The VBA code came back with error
RangeToRemoveBlanksFrom.SpecialCells(xlCellTypeBlanks).Delete Shift:=xlLeft
Very good tip, clearly explained with screen shots. Thank you 🙂
perfect -just what I wanted 🙂
I still haven’t found a way to condense the columns I’m looking for. Here is my example… Column A Cell A1 (1) – A50 (50). So 1 through 50. In column B and C there are number values. B1 (2) C1 (2) , B2 “blank” C2 (2) , B3 “blank” C3 “blank” , B4 (2) C4 “blank”.

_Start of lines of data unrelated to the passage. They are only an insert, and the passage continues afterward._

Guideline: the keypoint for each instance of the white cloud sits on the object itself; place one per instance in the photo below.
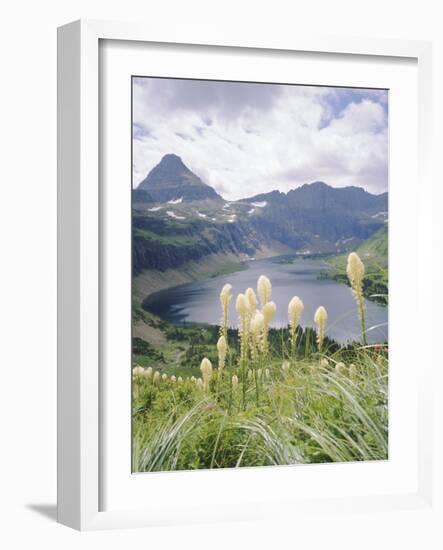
(278, 137)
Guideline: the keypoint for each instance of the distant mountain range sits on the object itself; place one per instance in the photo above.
(178, 218)
(171, 179)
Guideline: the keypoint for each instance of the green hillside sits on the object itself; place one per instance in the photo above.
(374, 253)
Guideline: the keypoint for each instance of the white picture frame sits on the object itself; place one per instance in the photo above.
(80, 294)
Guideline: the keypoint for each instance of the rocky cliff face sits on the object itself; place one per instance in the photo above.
(177, 218)
(172, 180)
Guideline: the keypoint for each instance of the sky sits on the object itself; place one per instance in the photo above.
(250, 138)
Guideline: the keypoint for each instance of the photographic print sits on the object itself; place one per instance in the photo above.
(259, 274)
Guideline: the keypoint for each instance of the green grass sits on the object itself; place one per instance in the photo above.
(308, 413)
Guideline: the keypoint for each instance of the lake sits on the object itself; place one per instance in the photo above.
(198, 302)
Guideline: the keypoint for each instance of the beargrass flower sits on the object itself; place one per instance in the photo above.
(268, 310)
(355, 270)
(295, 310)
(225, 300)
(222, 348)
(206, 370)
(320, 318)
(264, 289)
(138, 371)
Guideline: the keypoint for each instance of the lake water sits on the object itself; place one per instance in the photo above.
(199, 301)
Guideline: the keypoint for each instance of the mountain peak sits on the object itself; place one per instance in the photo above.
(171, 179)
(172, 159)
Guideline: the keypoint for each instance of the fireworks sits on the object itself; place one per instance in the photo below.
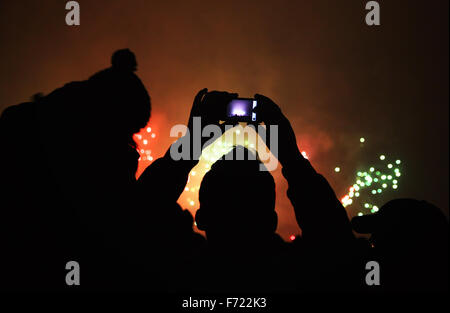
(373, 182)
(143, 140)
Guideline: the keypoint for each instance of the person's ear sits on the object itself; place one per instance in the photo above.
(200, 219)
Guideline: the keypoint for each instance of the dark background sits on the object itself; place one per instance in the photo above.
(336, 78)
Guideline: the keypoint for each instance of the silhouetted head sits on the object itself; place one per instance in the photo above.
(237, 201)
(410, 238)
(119, 98)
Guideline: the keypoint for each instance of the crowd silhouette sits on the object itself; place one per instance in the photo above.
(75, 201)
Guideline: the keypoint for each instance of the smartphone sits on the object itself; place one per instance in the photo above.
(241, 110)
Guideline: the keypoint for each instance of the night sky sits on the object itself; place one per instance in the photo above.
(335, 78)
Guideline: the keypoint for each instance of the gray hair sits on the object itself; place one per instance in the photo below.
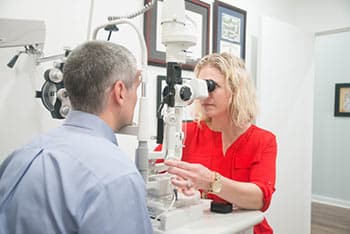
(90, 71)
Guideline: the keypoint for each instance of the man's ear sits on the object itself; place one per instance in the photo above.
(119, 92)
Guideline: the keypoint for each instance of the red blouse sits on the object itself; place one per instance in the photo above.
(251, 158)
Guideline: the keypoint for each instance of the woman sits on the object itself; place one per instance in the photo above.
(225, 155)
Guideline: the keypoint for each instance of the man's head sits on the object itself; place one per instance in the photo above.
(101, 78)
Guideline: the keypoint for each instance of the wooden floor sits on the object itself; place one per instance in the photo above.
(326, 219)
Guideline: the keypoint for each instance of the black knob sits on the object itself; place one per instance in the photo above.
(185, 93)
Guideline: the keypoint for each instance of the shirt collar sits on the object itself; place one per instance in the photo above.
(92, 123)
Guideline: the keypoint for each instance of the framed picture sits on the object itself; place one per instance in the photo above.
(197, 11)
(229, 29)
(342, 100)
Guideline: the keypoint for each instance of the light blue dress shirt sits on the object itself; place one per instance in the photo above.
(74, 179)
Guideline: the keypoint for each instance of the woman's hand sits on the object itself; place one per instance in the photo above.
(190, 175)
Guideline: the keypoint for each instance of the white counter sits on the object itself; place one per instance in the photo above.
(241, 221)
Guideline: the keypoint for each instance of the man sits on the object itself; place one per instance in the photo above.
(76, 179)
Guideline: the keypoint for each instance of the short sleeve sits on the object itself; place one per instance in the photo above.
(263, 172)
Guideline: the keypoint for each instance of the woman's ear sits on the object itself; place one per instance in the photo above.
(119, 92)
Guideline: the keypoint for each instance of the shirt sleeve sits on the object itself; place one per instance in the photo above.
(118, 207)
(263, 172)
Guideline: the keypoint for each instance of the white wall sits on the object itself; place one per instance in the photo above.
(331, 134)
(285, 85)
(323, 15)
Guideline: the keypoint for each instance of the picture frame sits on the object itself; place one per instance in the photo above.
(342, 100)
(198, 11)
(229, 29)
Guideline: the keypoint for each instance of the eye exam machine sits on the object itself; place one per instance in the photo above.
(168, 209)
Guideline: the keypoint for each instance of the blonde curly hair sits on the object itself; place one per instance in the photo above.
(243, 105)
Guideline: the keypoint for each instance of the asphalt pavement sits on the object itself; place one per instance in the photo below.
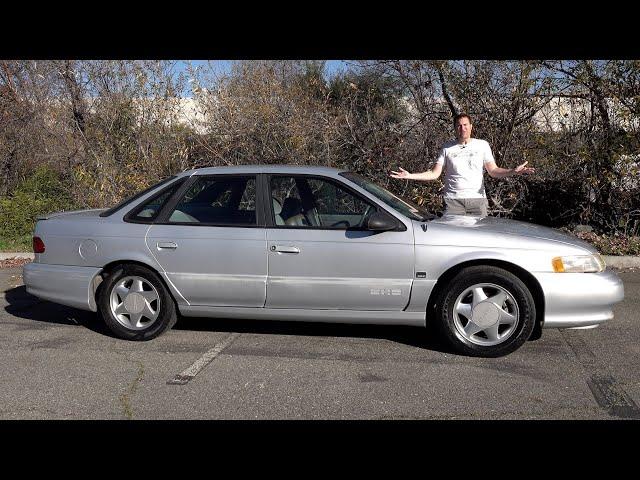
(57, 362)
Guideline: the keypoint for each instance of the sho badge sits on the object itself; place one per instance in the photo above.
(385, 291)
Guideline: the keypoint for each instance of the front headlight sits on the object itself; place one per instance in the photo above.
(578, 264)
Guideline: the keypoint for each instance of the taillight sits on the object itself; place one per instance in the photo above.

If I filter this to kick out the blank cells in B and C then it kicks out some of the data I needed. I would be happy to send pictures if someone know how to do this. I’ve tried literally everything to include slicers etc.
Is it possible to delete multiple blanks while preserving the row that the cell is in. For example, if there were blanks above the cell in the column it was in but there was already information in the same row. It is possible to shift cells up but only up until the point that the cell would shift to a different row.